First, to determine the effect of time on GWC in typical development between the age of 12 and 24 months, we performed vertex-wise parametric comparison of ΔGWC values versus zero in our HR-TD group. We then extracted vertex-wise ΔGWC values from all significant clusters and computed an average ΔGWC value for each hemisphere. This mean hemispheric ΔGWC value was compared between right and left to test for any asymmetry in the effect of age on GWC.
Then, we fit a GLM to test whether GWC and ΔGWC at age 12-24 months are associated with discrete diagnostic outcome at age 3 (HR-ASD or HR-TD). HR-non-TD were not included in this analysis in order to limit the number of group comparisons. Also, HR-non-TD does not represent a clearly distinct group with pure developmental delay but also includes children with autistic traits without a confirmed diagnosis. As such, HR-non-TD can be considered as an intermediate group in the symptom continuum between TD and ASD.
We further tested if symptom severity at 18 and at 36 months of age were associated with GWC and ΔGWC. All participants were included in this analysis. The following GLM was conducted:
Given that GWC before the age of 24 months is influenced by age (28), age at scanning (calculated for each participant as the mean age between two scans) was regressed out in all GLM analyses. The p-value for each voxel was calculated using two-tailed testing with significance threshold set at alpha = 0.05. Cluster-wise analyses were corrected for multiple comparisons using Monte-Carlo simulation (MCS) with a significance threshold for cluster-wise p-value (CWP) of alpha = 0.05. We used cluster-wise and MCS analysis pipelines implemented in FreeSurfer (48).

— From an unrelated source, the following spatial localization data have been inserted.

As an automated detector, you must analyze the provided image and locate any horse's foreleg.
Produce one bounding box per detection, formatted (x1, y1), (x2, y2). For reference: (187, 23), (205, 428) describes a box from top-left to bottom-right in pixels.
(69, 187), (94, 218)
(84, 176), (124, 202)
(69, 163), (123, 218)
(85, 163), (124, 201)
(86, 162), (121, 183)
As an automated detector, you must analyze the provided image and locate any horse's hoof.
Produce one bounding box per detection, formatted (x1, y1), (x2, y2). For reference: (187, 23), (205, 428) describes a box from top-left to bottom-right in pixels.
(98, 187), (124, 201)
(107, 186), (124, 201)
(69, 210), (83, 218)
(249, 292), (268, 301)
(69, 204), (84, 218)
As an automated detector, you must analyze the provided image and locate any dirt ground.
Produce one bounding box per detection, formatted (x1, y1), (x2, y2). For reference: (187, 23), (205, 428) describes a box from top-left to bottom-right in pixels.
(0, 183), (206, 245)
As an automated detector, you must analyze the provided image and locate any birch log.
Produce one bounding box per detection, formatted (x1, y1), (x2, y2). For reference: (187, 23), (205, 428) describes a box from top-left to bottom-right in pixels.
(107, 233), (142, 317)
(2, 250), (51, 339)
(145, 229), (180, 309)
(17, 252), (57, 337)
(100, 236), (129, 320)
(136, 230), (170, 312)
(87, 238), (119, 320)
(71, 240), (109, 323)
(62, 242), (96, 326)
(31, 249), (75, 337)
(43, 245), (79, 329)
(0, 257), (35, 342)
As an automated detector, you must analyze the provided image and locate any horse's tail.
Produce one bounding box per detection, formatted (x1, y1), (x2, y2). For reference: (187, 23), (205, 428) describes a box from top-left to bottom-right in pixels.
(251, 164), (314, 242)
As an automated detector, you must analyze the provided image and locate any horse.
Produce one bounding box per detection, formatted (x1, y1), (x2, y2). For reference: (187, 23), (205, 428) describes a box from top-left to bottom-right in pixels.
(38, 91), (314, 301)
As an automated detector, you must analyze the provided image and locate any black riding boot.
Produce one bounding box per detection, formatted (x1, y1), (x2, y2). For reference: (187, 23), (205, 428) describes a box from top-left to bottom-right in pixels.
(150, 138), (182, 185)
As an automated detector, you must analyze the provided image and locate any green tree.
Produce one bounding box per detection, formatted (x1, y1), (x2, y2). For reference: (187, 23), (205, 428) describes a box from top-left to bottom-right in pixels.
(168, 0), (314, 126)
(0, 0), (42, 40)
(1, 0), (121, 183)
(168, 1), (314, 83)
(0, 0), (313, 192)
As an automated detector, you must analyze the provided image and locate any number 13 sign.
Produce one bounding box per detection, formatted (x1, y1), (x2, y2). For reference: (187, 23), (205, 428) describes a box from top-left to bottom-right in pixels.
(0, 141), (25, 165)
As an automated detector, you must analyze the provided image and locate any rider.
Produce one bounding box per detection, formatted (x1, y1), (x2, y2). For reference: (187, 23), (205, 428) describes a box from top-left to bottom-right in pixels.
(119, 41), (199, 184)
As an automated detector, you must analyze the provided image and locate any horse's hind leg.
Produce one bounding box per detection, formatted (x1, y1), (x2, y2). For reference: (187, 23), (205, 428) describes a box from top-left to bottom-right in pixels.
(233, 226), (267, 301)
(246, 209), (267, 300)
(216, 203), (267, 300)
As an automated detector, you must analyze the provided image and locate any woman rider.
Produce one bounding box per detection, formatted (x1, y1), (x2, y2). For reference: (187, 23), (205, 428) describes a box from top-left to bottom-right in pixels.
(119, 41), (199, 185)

The same GLM methods were utilized for analyses of CT and ΔCT values.
We then wanted to determine if potential alterations of GWC and ΔGWC found with GLM analysis were associated with the age at which the first ASD-related symptoms emerged. As a further post-hoc exploratory analysis, for each cluster exhibiting significant GWC or ΔGWC alterations, we computed the average of all vertex-wise GWC or ΔGWC values respectively across all vertices in the cluster for each participant. These individual cluster-averaged GWC values were then compared between HR-TD, EOA and LOA using an ANCOVA with age at first scan and age at second scan as regressors. Significance threshold was set at alpha = 0.05. Whenever an ANCOVA reached significance, post-hoc comparisons with multiple T-tests applying Bonferroni correction was performed.